Angry at the universe for letting me get in.

Why would they accept someone who can't afford to walk through the door?

Why give me hope if it's just another thing I can't have?

I almost told her.

I almost say, I got into Crown Ridge.

But what's the point?

So, she can look at the tuition page too?

So, can she apologize for not having enough?

So, can she start calculating how many extra shifts she'd need to die a little faster?

No.

I won't do that to her.

"I'm not going anywhere," I say instead.

My voice cracks.

She pauses.

Just for a second.

Relief floods her shoulders like she was bracing for something worse.

And that's what kills me.

Because she was afraid, I would leave.

And part of me wants to.

Later, in my room, I open the laptop again.

Because I can't help myself.

Congratulations.

Still there.

I click through the financial pages again like I'm punishing myself.

The number doesn't shrink.

It doesn't matter that I deserve it.

It doesn't matter that I worked for it.

It just sits there.

Cold.

Unreachable.

What was I thinking?

Who did I think I was?

For a few weeks — while I was writing that essay — I let myself pretend I wasn't just the girl from this apartment. I let myself imagine dorm rooms and libraries and walking across a campus where no one knows how close you are to being broke.

And now I feel stupid forever thinking I could outrun math.
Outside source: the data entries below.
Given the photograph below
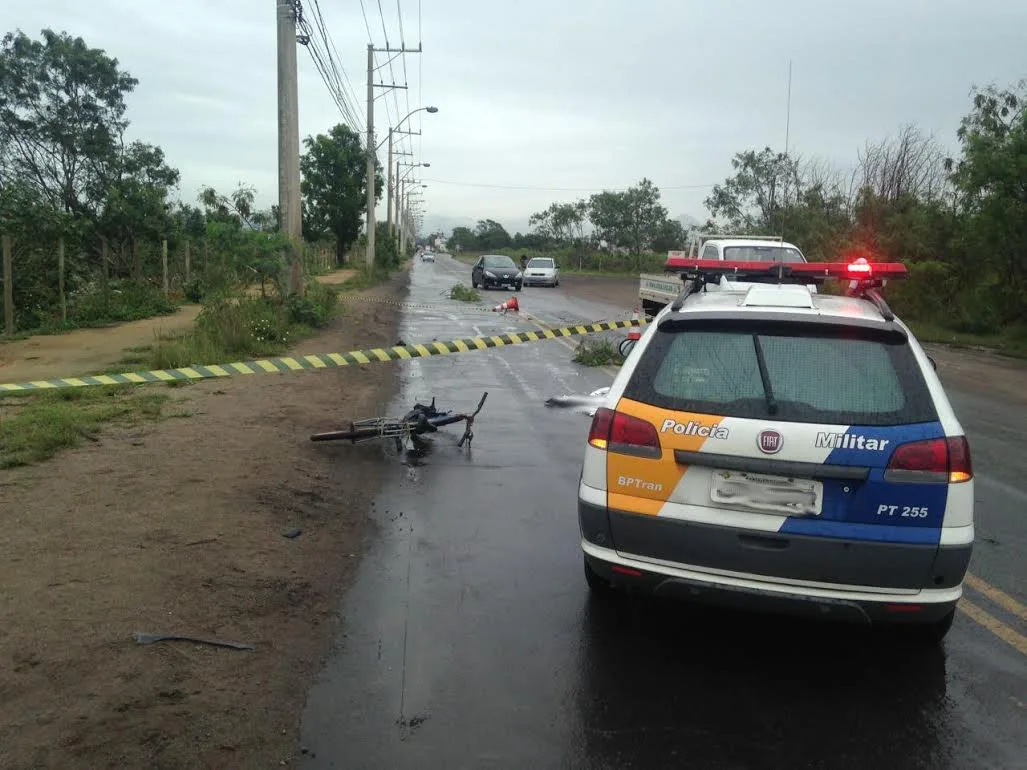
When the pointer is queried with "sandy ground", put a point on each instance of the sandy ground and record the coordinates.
(972, 371)
(178, 528)
(92, 350)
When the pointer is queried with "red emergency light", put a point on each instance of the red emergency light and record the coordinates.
(858, 270)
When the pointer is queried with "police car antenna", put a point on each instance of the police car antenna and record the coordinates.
(865, 277)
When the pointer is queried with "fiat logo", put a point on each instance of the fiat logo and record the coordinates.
(769, 441)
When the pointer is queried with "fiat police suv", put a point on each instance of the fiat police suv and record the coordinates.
(771, 447)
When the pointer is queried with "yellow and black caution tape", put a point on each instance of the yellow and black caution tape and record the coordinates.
(322, 360)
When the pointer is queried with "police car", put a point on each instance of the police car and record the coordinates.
(773, 448)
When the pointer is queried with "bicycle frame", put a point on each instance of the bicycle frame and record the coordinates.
(421, 419)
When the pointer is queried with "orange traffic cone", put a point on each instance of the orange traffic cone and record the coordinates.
(510, 304)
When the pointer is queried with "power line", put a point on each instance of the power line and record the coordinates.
(562, 189)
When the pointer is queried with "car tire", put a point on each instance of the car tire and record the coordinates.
(598, 585)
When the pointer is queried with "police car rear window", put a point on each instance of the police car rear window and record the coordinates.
(794, 373)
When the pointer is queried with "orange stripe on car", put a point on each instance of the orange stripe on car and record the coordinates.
(642, 485)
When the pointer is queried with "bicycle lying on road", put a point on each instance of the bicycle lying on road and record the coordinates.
(420, 420)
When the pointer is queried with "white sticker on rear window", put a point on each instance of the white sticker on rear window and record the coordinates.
(850, 440)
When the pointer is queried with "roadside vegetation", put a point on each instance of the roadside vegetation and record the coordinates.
(464, 294)
(102, 238)
(598, 352)
(34, 427)
(957, 220)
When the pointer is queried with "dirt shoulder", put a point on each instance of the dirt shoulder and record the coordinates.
(85, 350)
(89, 350)
(178, 528)
(970, 371)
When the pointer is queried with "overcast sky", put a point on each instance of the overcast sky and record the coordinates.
(582, 94)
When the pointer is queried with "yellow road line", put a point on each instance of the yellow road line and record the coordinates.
(610, 372)
(994, 625)
(1000, 598)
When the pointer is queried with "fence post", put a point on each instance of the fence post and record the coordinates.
(8, 286)
(64, 299)
(163, 264)
(105, 275)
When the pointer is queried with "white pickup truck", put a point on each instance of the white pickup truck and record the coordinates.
(658, 290)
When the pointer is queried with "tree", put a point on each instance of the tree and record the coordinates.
(563, 223)
(991, 181)
(334, 187)
(491, 235)
(670, 236)
(235, 209)
(136, 204)
(62, 117)
(633, 218)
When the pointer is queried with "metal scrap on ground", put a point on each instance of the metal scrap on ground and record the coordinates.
(321, 360)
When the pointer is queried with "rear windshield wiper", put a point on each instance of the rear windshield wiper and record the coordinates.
(765, 376)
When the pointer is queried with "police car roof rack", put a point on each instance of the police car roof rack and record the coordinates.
(865, 278)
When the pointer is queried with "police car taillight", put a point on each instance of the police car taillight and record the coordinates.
(932, 460)
(860, 268)
(615, 431)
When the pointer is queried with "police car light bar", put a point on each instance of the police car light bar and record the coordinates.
(858, 270)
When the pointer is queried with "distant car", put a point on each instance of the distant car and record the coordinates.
(541, 271)
(720, 468)
(496, 271)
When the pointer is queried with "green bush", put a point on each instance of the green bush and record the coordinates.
(599, 352)
(315, 308)
(125, 301)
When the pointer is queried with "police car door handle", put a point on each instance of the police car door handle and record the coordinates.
(771, 467)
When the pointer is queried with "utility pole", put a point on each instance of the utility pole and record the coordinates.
(388, 189)
(372, 155)
(289, 139)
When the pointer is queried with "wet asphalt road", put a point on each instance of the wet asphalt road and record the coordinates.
(470, 642)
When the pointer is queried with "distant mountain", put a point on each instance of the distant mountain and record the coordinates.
(688, 222)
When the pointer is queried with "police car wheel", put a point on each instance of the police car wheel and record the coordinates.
(597, 583)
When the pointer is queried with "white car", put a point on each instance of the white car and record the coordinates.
(771, 448)
(541, 271)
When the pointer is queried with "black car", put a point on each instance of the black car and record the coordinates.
(496, 271)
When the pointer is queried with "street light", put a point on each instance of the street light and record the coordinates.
(372, 157)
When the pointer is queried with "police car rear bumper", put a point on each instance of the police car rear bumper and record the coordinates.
(742, 578)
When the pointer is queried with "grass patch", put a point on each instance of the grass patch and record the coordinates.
(231, 329)
(1012, 342)
(368, 277)
(463, 294)
(34, 427)
(599, 352)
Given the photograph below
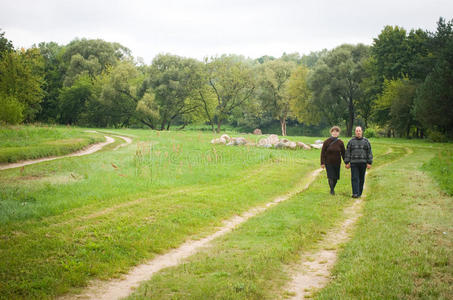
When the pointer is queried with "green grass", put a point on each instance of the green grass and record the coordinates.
(65, 222)
(249, 263)
(441, 168)
(403, 246)
(30, 142)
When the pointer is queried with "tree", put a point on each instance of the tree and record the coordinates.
(53, 81)
(174, 80)
(232, 81)
(5, 45)
(434, 99)
(73, 99)
(272, 83)
(117, 99)
(91, 57)
(396, 103)
(390, 51)
(335, 83)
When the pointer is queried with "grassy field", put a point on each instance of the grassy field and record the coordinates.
(29, 142)
(65, 222)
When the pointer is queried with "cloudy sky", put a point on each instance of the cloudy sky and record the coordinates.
(202, 28)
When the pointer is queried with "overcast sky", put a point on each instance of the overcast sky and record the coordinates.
(205, 28)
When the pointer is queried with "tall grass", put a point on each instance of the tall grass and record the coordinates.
(441, 168)
(29, 142)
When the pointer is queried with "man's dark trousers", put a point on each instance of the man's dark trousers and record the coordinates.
(358, 171)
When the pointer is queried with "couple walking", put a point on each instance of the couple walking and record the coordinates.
(358, 157)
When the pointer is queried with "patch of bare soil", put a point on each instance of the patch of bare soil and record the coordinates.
(119, 288)
(313, 270)
(89, 150)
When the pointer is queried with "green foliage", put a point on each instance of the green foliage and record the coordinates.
(233, 82)
(5, 45)
(301, 100)
(336, 84)
(174, 80)
(72, 99)
(12, 110)
(437, 137)
(21, 80)
(395, 105)
(434, 98)
(53, 81)
(273, 89)
(370, 133)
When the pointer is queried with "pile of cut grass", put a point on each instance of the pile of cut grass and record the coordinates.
(30, 142)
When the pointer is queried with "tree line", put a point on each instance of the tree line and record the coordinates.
(401, 85)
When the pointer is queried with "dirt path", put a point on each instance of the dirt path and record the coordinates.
(313, 270)
(128, 140)
(91, 149)
(119, 288)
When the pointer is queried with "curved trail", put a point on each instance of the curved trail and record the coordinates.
(119, 288)
(91, 149)
(313, 270)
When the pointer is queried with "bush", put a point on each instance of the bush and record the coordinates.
(437, 137)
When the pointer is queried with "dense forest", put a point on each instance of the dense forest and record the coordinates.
(401, 85)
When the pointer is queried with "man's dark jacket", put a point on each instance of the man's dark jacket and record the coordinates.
(358, 151)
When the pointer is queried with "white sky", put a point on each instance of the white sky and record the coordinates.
(202, 28)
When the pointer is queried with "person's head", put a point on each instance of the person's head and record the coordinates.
(358, 132)
(335, 131)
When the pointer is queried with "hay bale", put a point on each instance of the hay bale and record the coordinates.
(257, 131)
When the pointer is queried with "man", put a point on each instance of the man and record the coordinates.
(358, 157)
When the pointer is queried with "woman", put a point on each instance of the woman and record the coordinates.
(331, 154)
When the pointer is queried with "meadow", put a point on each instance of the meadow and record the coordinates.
(66, 222)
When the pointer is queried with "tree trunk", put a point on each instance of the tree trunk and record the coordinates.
(351, 118)
(219, 124)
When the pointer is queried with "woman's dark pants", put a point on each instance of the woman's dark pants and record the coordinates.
(333, 174)
(358, 178)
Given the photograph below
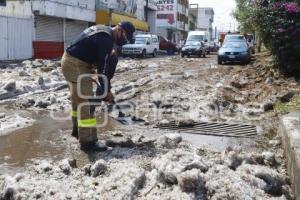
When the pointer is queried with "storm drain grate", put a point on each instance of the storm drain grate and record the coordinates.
(212, 128)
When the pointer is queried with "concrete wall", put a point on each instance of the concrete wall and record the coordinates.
(203, 20)
(86, 4)
(289, 130)
(57, 9)
(18, 9)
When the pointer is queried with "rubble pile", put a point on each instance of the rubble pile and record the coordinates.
(231, 174)
(144, 162)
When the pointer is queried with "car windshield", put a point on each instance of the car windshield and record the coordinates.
(234, 37)
(192, 43)
(196, 37)
(235, 45)
(250, 37)
(140, 40)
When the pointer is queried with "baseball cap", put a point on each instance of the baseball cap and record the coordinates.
(129, 28)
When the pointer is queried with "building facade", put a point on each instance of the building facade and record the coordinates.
(139, 12)
(47, 27)
(205, 18)
(172, 19)
(16, 30)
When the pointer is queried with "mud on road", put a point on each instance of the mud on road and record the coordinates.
(40, 159)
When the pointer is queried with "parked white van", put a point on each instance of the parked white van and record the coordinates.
(144, 44)
(200, 36)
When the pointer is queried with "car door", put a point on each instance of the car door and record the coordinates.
(155, 43)
(151, 47)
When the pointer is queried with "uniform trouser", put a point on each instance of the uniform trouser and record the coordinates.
(80, 90)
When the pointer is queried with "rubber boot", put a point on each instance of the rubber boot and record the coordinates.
(93, 147)
(75, 127)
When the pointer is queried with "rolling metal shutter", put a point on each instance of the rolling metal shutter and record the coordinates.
(15, 38)
(49, 29)
(73, 29)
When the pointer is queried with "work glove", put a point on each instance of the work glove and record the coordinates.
(109, 98)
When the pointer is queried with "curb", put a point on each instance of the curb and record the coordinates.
(289, 130)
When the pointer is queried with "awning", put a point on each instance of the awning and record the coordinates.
(102, 17)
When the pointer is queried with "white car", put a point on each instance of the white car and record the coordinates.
(144, 44)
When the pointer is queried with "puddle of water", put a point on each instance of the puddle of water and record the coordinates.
(218, 143)
(43, 140)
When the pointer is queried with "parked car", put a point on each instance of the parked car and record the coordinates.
(213, 47)
(234, 38)
(236, 51)
(200, 36)
(167, 45)
(238, 38)
(193, 48)
(144, 44)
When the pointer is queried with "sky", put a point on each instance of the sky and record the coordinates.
(223, 8)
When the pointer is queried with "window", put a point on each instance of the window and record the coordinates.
(154, 40)
(2, 2)
(207, 12)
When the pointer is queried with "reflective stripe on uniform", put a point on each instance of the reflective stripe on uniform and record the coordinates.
(74, 113)
(87, 122)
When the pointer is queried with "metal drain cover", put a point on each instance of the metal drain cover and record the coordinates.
(212, 128)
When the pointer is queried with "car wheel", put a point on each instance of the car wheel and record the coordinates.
(154, 53)
(143, 55)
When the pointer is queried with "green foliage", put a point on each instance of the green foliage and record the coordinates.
(278, 24)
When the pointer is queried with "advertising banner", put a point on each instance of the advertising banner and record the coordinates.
(166, 13)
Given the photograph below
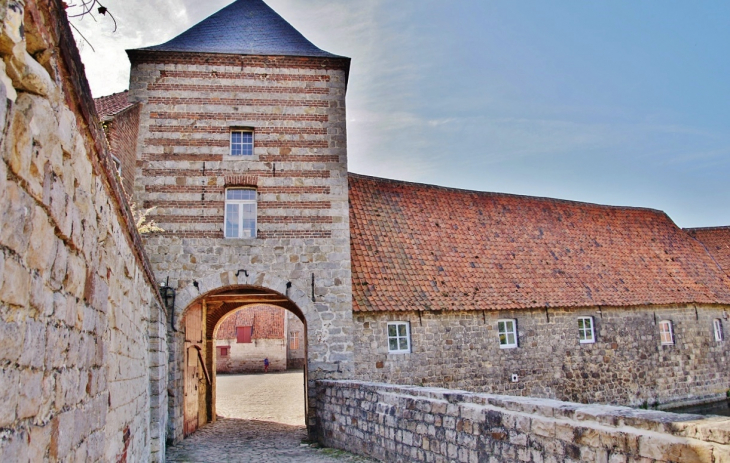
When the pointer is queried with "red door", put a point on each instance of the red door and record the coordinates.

I closed the laptop again.

But this time, I don't cry.

I stare at the ceiling and let the anger sit in my chest like something alive.

This kind of life.

This is what we get.

Work until you're exhausted.

Dream small.

Stay grateful.

And I hate it.

I hate that wanting more feels selfish.

I hate that getting in isn't enough.

I hate that money decides who gets to step forward.

And under all of that —

Under the anger.

Under the humiliation.

Under the math —

There's still that whisper.

Love me.

Choose me.

Let me out.

And I don't know if I'm angry at school.

Or at myself.

Or at the world that made me believe I could almost have something.